An Elegantly Compressed Review

I grabbed David J Schloss’ latest A9 review, ran it through a predictive text bot, and this is what came back

A9 review shutter incredible processing features and Santa!

Wedding pro lenses capable the buffer is causing mirrorless to tackle the world. While capable of emphasizing blackout sony review forming part offerings to improve photography.

Amanda!

Asking David, my editor at Digital Photo Mag about the bot’s version of his copy, he said,

Can confirm. A9 has more Santa than Nikon.

It totally does and while it’s a fun distraction to play with a bot, I’d sure enjoy an app that digested all my reviews into a database and typed ahead for me, like communicating in a messaging app. For some humor here and there sure, but I expect algorithms would make me a better writer if I had what I’d said in thousands of reviews.

I can either choose the word, dismiss it, or find a similar text pattern to express.
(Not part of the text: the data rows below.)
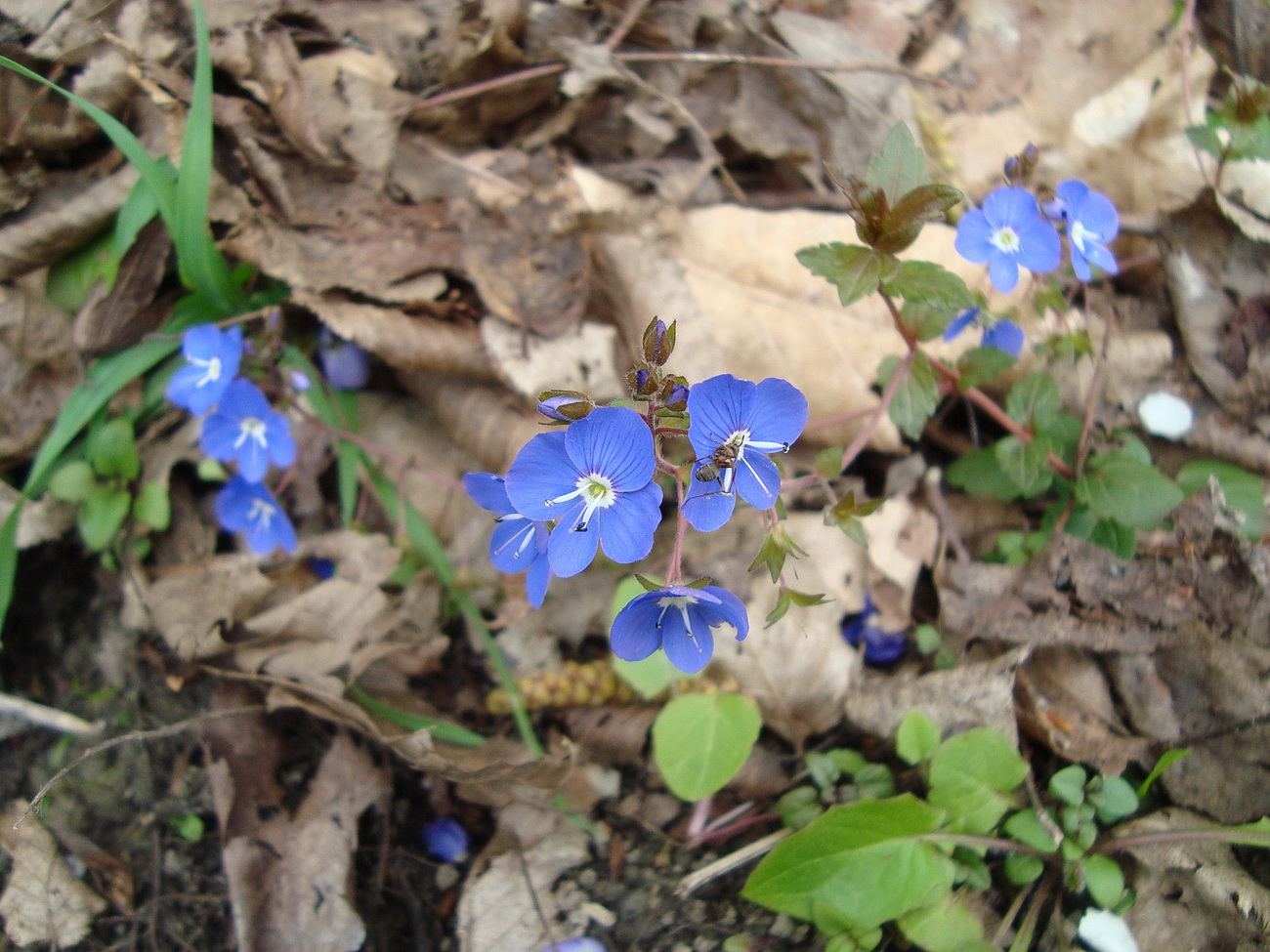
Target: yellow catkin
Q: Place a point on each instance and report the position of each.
(589, 684)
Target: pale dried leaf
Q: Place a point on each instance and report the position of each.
(42, 900)
(800, 669)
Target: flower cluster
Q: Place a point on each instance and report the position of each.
(591, 486)
(240, 428)
(1012, 231)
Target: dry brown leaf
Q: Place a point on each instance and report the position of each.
(800, 669)
(972, 694)
(42, 900)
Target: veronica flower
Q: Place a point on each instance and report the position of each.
(733, 424)
(212, 358)
(246, 430)
(517, 544)
(248, 507)
(1091, 224)
(678, 620)
(1007, 233)
(595, 478)
(1001, 334)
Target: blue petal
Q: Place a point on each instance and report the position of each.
(960, 322)
(705, 507)
(1004, 335)
(1039, 246)
(1002, 271)
(635, 635)
(1011, 207)
(487, 491)
(718, 407)
(780, 411)
(614, 440)
(541, 471)
(758, 481)
(572, 551)
(974, 237)
(626, 528)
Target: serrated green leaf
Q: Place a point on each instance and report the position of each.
(72, 482)
(915, 396)
(1025, 465)
(1244, 491)
(1121, 487)
(112, 449)
(982, 364)
(926, 282)
(1103, 880)
(1068, 785)
(979, 473)
(972, 775)
(152, 507)
(900, 166)
(917, 737)
(1036, 400)
(855, 269)
(941, 927)
(701, 740)
(860, 861)
(101, 516)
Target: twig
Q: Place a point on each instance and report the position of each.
(155, 734)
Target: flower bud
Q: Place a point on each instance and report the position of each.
(564, 405)
(445, 839)
(658, 342)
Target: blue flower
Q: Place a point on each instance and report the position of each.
(677, 618)
(346, 364)
(212, 358)
(733, 424)
(1007, 233)
(245, 428)
(595, 478)
(249, 507)
(445, 839)
(1001, 334)
(880, 646)
(517, 544)
(1091, 224)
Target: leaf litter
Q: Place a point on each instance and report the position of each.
(487, 242)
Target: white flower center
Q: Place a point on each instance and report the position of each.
(1006, 239)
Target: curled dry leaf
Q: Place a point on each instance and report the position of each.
(42, 900)
(800, 669)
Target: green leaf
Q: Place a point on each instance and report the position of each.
(72, 482)
(152, 507)
(1068, 785)
(1104, 880)
(979, 473)
(1118, 486)
(855, 269)
(1244, 491)
(941, 927)
(101, 517)
(701, 740)
(982, 364)
(862, 861)
(972, 774)
(926, 282)
(917, 737)
(1113, 798)
(1025, 465)
(112, 449)
(1034, 401)
(900, 166)
(915, 396)
(1027, 828)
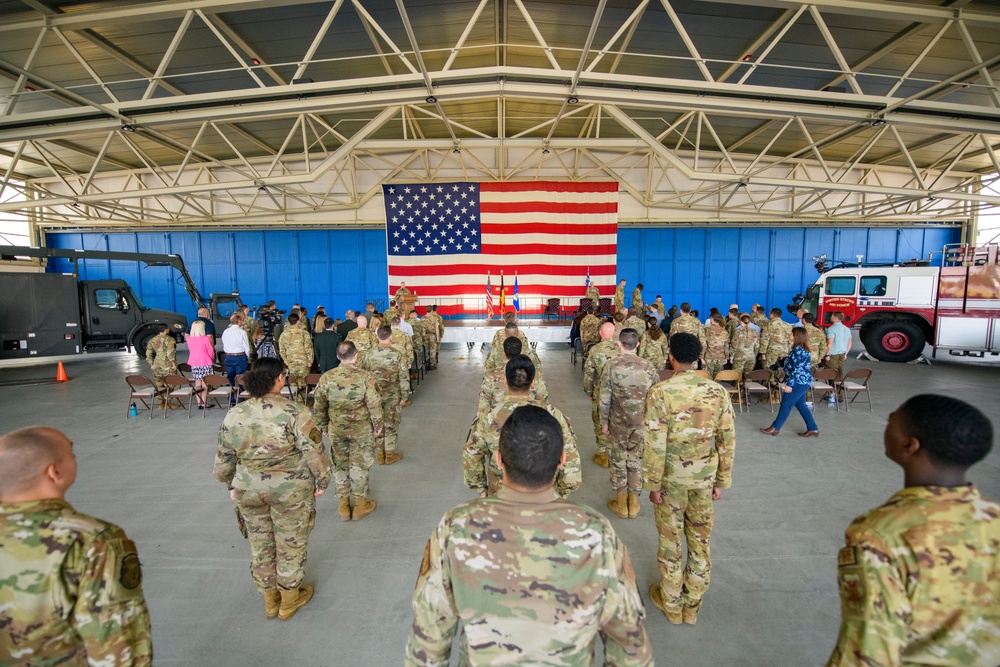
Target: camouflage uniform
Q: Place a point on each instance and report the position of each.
(270, 453)
(716, 349)
(480, 467)
(775, 343)
(161, 355)
(71, 591)
(348, 407)
(654, 350)
(297, 352)
(599, 356)
(682, 416)
(637, 301)
(687, 323)
(494, 389)
(363, 338)
(392, 379)
(817, 346)
(530, 579)
(625, 381)
(918, 581)
(744, 345)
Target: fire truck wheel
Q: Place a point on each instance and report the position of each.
(895, 340)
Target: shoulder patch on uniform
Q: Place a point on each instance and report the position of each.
(847, 557)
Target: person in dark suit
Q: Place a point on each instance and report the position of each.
(325, 346)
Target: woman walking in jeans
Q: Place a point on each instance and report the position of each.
(798, 380)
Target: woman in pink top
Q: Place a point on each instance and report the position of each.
(201, 356)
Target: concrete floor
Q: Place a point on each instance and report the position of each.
(773, 597)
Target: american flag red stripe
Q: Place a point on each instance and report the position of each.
(548, 233)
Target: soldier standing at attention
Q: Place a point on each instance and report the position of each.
(716, 345)
(625, 381)
(161, 355)
(270, 455)
(72, 584)
(297, 351)
(685, 472)
(620, 297)
(744, 345)
(482, 472)
(503, 569)
(361, 336)
(918, 577)
(775, 341)
(637, 301)
(348, 406)
(386, 363)
(596, 360)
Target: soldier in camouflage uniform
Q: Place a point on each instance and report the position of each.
(620, 297)
(386, 363)
(297, 351)
(817, 341)
(653, 345)
(362, 337)
(716, 345)
(161, 355)
(71, 591)
(744, 345)
(684, 474)
(270, 455)
(348, 406)
(481, 471)
(528, 578)
(688, 323)
(637, 302)
(494, 387)
(918, 576)
(775, 342)
(625, 381)
(596, 360)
If you didn’t notice, there’s much machine learning in Apple’s iMessage and it’s far better at not out-typing you (when the app battles you over spelling) and finishing your sentences.

The interface to Botnik is a keyboard of words pulled from the supplied text. Wired has their review keyboard and David has his and here’s mine from a recent Adobe Lightroom review.

And, holy crap, that’s spot on!

Practically, and according to Wired, Botnik is attempting to make algorithmic sense of text and was launched with support from Techstar’s Alexa Accelerator Program. You can make your own text, like I did, or beauty ads, *Savage Love* columns, maybe even a love song.

It won’t replace authoring a review and us humans, but serves as a brain storming tool and one that pulls words like riffs.

Like today, when I was thinking about what to write about for Bike Hugger.

Bike nimble confidence in cornering these epics work positive.